Re: [Dspace-tech] JAVA_OPTS for cron jobs?

2014-05-30 Thread Alan Orth
Peter,

Ahh, that's very interesting.  I just looked up the -server flag and it
seems on recent Sun/Oracle JVMs -server is implied on 64-bit Linux
platforms[0].

It seems my problem was the fact that heuristics used by the OOM killer
were killing Tomcat's java instead of whatever filter-media, etc cron
job which happened to be the final straw in exhausting the server's
memory.  I've since re-evaluated my Tomcat's -Xmx and -Xms values, and
determined there wasn't enough physical RAM to run both Tomcat's java as
well as the background tasks, yet DSpace's control panel shows Tomcat's
java is actually underutilizing the RAM we've allocated.  Reducing the
allocation there made a little more room for the background tasks and
things have been stable since then.

Also, I suspect it was the checksum checker job (runs at 3am for us)
which was actually the final straw in exhausting the memory, so I've
modified to work for 1 hour each run, instead of attempting to crawl the
whole repository (default):

0 3 * * * nice -n19 /blah/dspace/bin/dspace checker -d 1h -p

Cheers,

Alan

[0]
http://docs.oracle.com/javase/7/docs/technotes/guides/vm/server-class.html

On 05/28/2014 05:33 PM, Peter Dietz wrote:
 Hi Alan,
 
 At Longsight, we customize the JAVA_OPTS in dspace/bin/dspace
 https://github.com/LongsightGroup/DSpace/blob/longsight-4_x/dspace/bin/dspace#L66
 
 #Allow user to specify java options through JAVA_OPTS variable
 if [ $JAVA_OPTS =  ]; then
   #Default Java to use 256MB of memory
   JAVA_OPTS=-server -Xmx256m
 fi
 
 
 Previously, when I was at Ohio State, I had more in my JAVA_OPTS, to
 help with permgen issues.
 https://github.com/osulibraries/DSpace/blob/osukb/dspace/bin/dspace#L66
 
 #Allow user to specify java options through JAVA_OPTS variable
 if [ $JAVA_OPTS =  ]; then
   #Default Java to use 256MB of memory
   JAVA_OPTS=-server -Xmx512m -XX:MaxPermSize=128m
 -XX:+CMSClassUnloadingEnabled
 fi
 
 
 By adding the -server your ensuring that Java runs in server mode,
 as opposed to client mode.

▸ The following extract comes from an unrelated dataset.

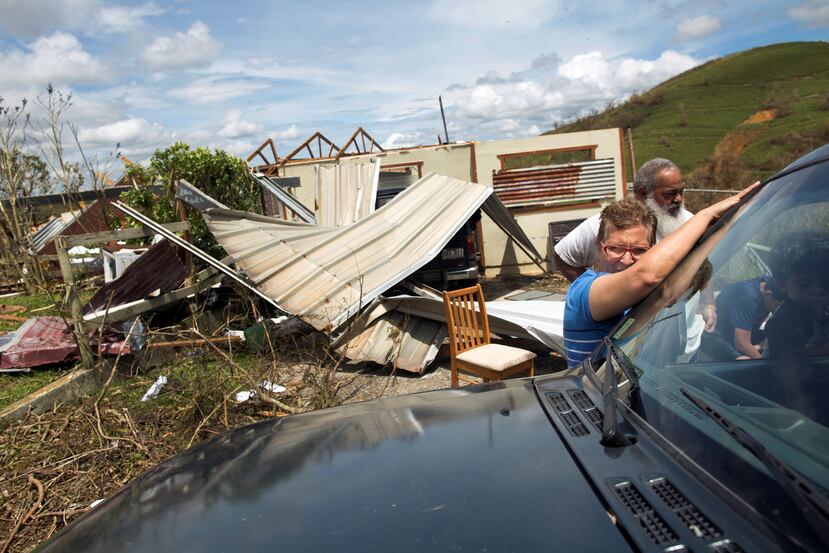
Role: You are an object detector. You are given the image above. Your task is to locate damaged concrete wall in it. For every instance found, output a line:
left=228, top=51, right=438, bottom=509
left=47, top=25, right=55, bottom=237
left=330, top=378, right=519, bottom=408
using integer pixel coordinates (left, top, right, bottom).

Server has slower initial startup, but a
 better memory footprint, and better performance for a longer running
 task, as per: 
 http://stackoverflow.com/questions/198577/real-differences-between-java-server-and-java-client
 
 Then, if one of our clients has some jumbo-sized content that just
 isn't completing the cron jobs, then we'll temporarily bump the Xmx
 memory limit high, such as 4G.
 
 Peter Dietz
 Longsight
 www.longsight.com
 pe...@longsight.com
 p: 740-599-5005 x809
 
 
 On Tue, May 27, 2014 at 7:03 PM, Terry Brady tw...@georgetown.edu wrote:
 Alan,

 We override JAVA_OPTS for the nightly filter-media task in our cron.

 export JAVA_OPTS=-Xmx1200m;dspace filter-media ...

 We have a set of automated ingest tools.  We set JAVA_OPTS in some of the
 workflows that are run by those tools.

 https://github.com/Georgetown-University-Libraries/batch-tools/blob/master/bin-src/dspaceBatch.sh

 Terry



 On Tue, May 20, 2014 at 1:33 AM, Alan Orth alan.o...@gmail.com wrote:

 Hi,

 I'm curious if anyone sets memory limits for DSpace's various cron jobs?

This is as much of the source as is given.